O documentário parte do factual, mas não estaciona nele. Usa imagens de arquivo, entrevistas com familiares das vítimas, sobreviventes, profissionais do resgate e especialistas em aviação para construir algo mais amplo: uma crítica a um sistema aéreo que estava em colapso. O chamado “apagão aéreo” dos anos 2000 não foi pano de fundo e, sim, parte do desastre. A Agência Nacional de Aviação Civil (Anac), já na época fragilizada e pressionada, não resistiu ao peso das decisões que deveriam ter sido tomadas e não foram.

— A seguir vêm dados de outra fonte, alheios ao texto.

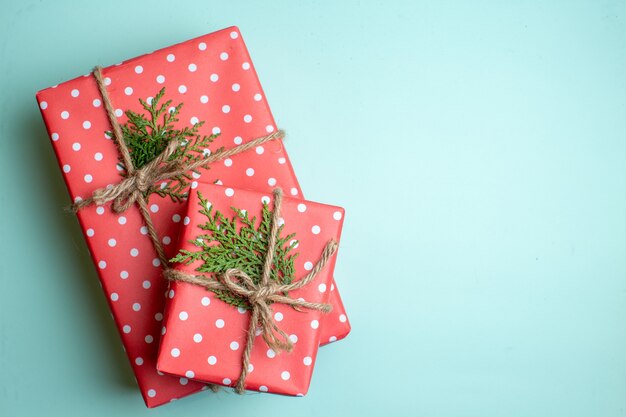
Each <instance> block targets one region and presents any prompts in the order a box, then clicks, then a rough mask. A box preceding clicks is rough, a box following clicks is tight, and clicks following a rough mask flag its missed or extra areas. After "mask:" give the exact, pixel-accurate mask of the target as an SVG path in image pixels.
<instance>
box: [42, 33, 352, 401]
mask: <svg viewBox="0 0 626 417" xmlns="http://www.w3.org/2000/svg"><path fill="white" fill-rule="evenodd" d="M102 76H103V82H104V84H105V85H106V89H107V91H108V93H109V96H110V99H111V102H112V103H113V105H114V113H115V117H117V119H118V121H119V122H120V123H122V124H125V123H128V122H129V117H128V114H127V113H126V111H127V110H132V111H134V112H136V113H142V114H145V113H146V112H145V111H144V109H143V108H142V105H140V103H139V99H140V98H141V99H143V100H144V101H145V103H152V102H153V100H154V98H155V97H156V95H157V94H158V93H160V92H161V89H162V88H165V90H164V91H163V99H162V100H172V109H170V110H171V111H174V110H175V109H174V108H175V107H176V106H177V105H179V104H181V103H182V104H183V105H182V107H180V108H178V110H176V111H177V118H178V121H176V123H175V125H176V127H177V128H179V129H183V128H192V127H193V126H196V127H197V132H198V134H201V135H217V136H216V137H214V138H213V142H212V143H211V144H210V145H209V146H207V148H206V150H205V152H206V153H211V152H215V151H216V150H218V149H220V148H225V149H229V148H232V147H235V146H238V145H240V144H245V143H248V142H249V141H251V140H252V139H253V138H257V137H259V136H263V135H267V134H268V133H269V132H273V131H275V130H276V125H275V123H274V120H273V118H272V114H271V113H270V110H269V107H268V105H267V102H266V100H265V95H264V94H263V90H262V88H261V86H260V84H259V81H258V78H257V75H256V73H255V71H254V68H253V66H252V62H251V60H250V57H249V55H248V51H247V50H246V47H245V45H244V43H243V40H242V38H241V35H240V33H239V31H238V29H237V28H235V27H231V28H228V29H224V30H221V31H218V32H215V33H212V34H209V35H206V36H202V37H199V38H197V39H193V40H190V41H187V42H183V43H181V44H178V45H174V46H171V47H168V48H165V49H162V50H159V51H155V52H152V53H150V54H147V55H144V56H141V57H138V58H134V59H131V60H128V61H125V62H123V63H121V64H118V65H114V66H111V67H107V68H104V69H103V70H102ZM37 100H38V103H39V106H40V108H41V114H42V116H43V119H44V122H45V124H46V127H47V130H48V133H49V136H50V138H51V141H52V145H53V148H54V151H55V153H56V155H57V158H58V162H59V166H60V168H61V169H62V171H63V177H64V180H65V182H66V185H67V187H68V190H69V192H70V196H71V198H72V200H73V201H75V202H80V201H85V200H86V199H88V198H89V196H91V195H92V193H93V192H94V191H95V190H97V189H101V188H103V187H107V186H110V185H112V184H118V183H119V182H120V181H121V180H122V178H123V174H124V167H123V165H120V154H119V150H118V149H117V147H116V144H115V143H114V141H113V140H111V136H112V135H111V132H110V131H111V129H112V126H111V123H110V122H109V119H108V117H107V114H106V112H105V110H104V108H103V107H104V105H103V97H102V94H101V93H100V92H99V90H98V86H97V84H96V81H95V79H94V77H93V76H92V75H91V74H86V75H85V76H81V77H78V78H76V79H73V80H71V81H68V82H65V83H62V84H60V85H57V86H54V87H51V88H48V89H45V90H42V91H40V92H38V93H37ZM148 116H149V115H148ZM148 116H147V117H148ZM203 122H204V123H203ZM200 178H202V179H204V180H207V181H209V182H214V181H220V182H222V183H224V184H228V185H230V186H237V187H243V188H250V189H256V190H265V191H267V192H269V191H270V190H271V189H273V188H274V187H275V186H280V187H282V188H283V189H285V190H286V192H287V193H288V194H289V195H291V196H294V197H297V198H301V197H302V192H301V190H300V188H299V185H298V182H297V180H296V177H295V175H294V172H293V169H292V167H291V164H290V162H289V158H288V156H287V154H286V151H285V149H284V147H283V143H282V141H281V140H280V139H277V140H274V141H272V142H268V143H266V144H264V145H262V146H258V147H256V148H255V149H253V150H250V151H248V152H246V153H245V154H239V155H235V156H233V157H232V158H228V159H225V160H223V161H221V162H219V163H215V164H212V165H211V166H210V167H209V169H199V170H198V172H195V173H193V177H191V176H190V178H189V182H188V184H187V186H188V188H191V189H193V188H195V187H196V186H197V184H198V182H197V181H198V180H199V179H200ZM174 191H176V190H174ZM178 191H181V190H178ZM171 197H172V196H171V195H170V196H168V195H159V194H158V193H157V192H152V193H150V195H149V197H148V204H147V208H148V209H149V212H150V216H151V218H152V221H153V223H154V226H155V228H156V230H157V232H158V233H157V234H158V239H159V240H160V242H161V243H162V246H163V248H164V250H165V255H166V256H168V257H169V256H173V254H174V243H175V241H176V237H177V236H178V234H179V230H180V227H181V226H183V224H184V220H183V219H184V211H185V205H184V204H183V203H182V202H181V201H174V200H173V199H172V198H171ZM111 206H112V203H107V204H104V205H102V206H97V205H91V206H88V207H85V208H82V209H81V210H79V211H78V213H77V217H78V220H79V222H80V225H81V227H82V230H83V232H84V236H85V239H86V241H87V245H88V247H89V250H90V253H91V256H92V258H93V261H94V264H95V265H96V266H97V272H98V275H99V278H100V280H101V282H102V287H103V290H104V292H105V293H106V296H107V298H108V301H109V306H110V308H111V311H112V313H113V316H114V319H115V322H116V325H117V327H118V329H119V331H120V335H121V338H122V342H123V344H124V347H125V350H126V353H127V355H128V357H129V359H130V361H131V365H132V367H133V371H134V374H135V376H136V378H137V382H138V385H139V387H140V390H141V392H142V395H143V397H144V400H145V401H146V404H147V406H149V407H153V406H157V405H160V404H163V403H165V402H168V401H170V400H172V399H174V398H180V397H182V396H185V395H187V394H191V393H193V392H196V391H199V390H201V389H204V388H205V385H204V384H201V383H198V382H194V381H189V380H187V379H186V378H172V377H170V376H167V375H163V374H161V373H159V372H157V370H156V357H157V342H158V338H159V335H160V329H161V321H162V319H163V316H162V311H163V306H164V297H163V294H164V293H165V292H166V290H167V285H166V283H165V282H164V281H163V279H162V277H161V269H162V265H161V264H162V262H161V261H160V259H159V256H157V253H156V252H155V249H154V246H153V245H152V241H151V240H150V238H149V236H148V232H149V231H148V229H147V228H146V225H145V224H144V221H143V218H142V216H141V214H140V211H139V209H138V208H137V207H136V206H132V207H129V208H128V209H127V210H125V211H124V212H123V213H121V214H116V213H114V212H113V211H112V208H111ZM331 289H335V287H334V284H331ZM330 297H331V299H330V303H331V304H333V306H334V309H333V312H332V313H331V314H329V315H327V316H326V317H325V318H324V320H323V323H322V325H321V331H322V332H324V335H323V336H322V341H332V340H335V339H340V338H341V337H343V336H345V335H346V334H347V333H348V332H349V329H350V327H349V323H348V321H347V318H346V315H345V311H344V309H343V305H342V303H341V299H340V297H339V294H338V292H337V291H336V289H335V290H334V291H331V294H330Z"/></svg>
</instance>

O título da obra não é força de expressão. “Tragédia anunciada” é quase um eufemismo. As decisões que levaram ao acidente estavam registradas em boletins técnicos, relatórios de segurança, alertas de pilotos e protestos de controladores de voo. A ausência de ranhuras na pista, a curta extensão do aeroporto, o adensamento urbano ao redor, o excesso de voos, a logística de abastecimento... tudo isso era conhecido.
A produção também trata a aviação como reflexo do país. Fala sobre decisões políticas, interesses econômicos, silenciamentos estratégicos e sobre como a tragédia não foi só um acidente, mas um sintoma de uma doença mais profunda, a conivência institucional com o risco, desde que ele seja rentável.
Angelo Defanti não dramatiza o que já é inável por si só. Em vez disso, entrega uma narrativa que respeita a dor sem perder a firmeza. Há espaço para indignação, mas também para análise técnica. A indignação, aliás, nasce da clareza. Não faltavam dados. Faltou responsabilidade.
“Congonhas: Tragédia Anunciada” é, em muitos sentidos, um ato de memória. Em um país acostumado a empilhar tragédias e esquecer nomes, o documentário se recusa ao esquecimento. Relembra, denuncia e provoca. E faz o que a pista 35L não conseguiu: obriga a parar.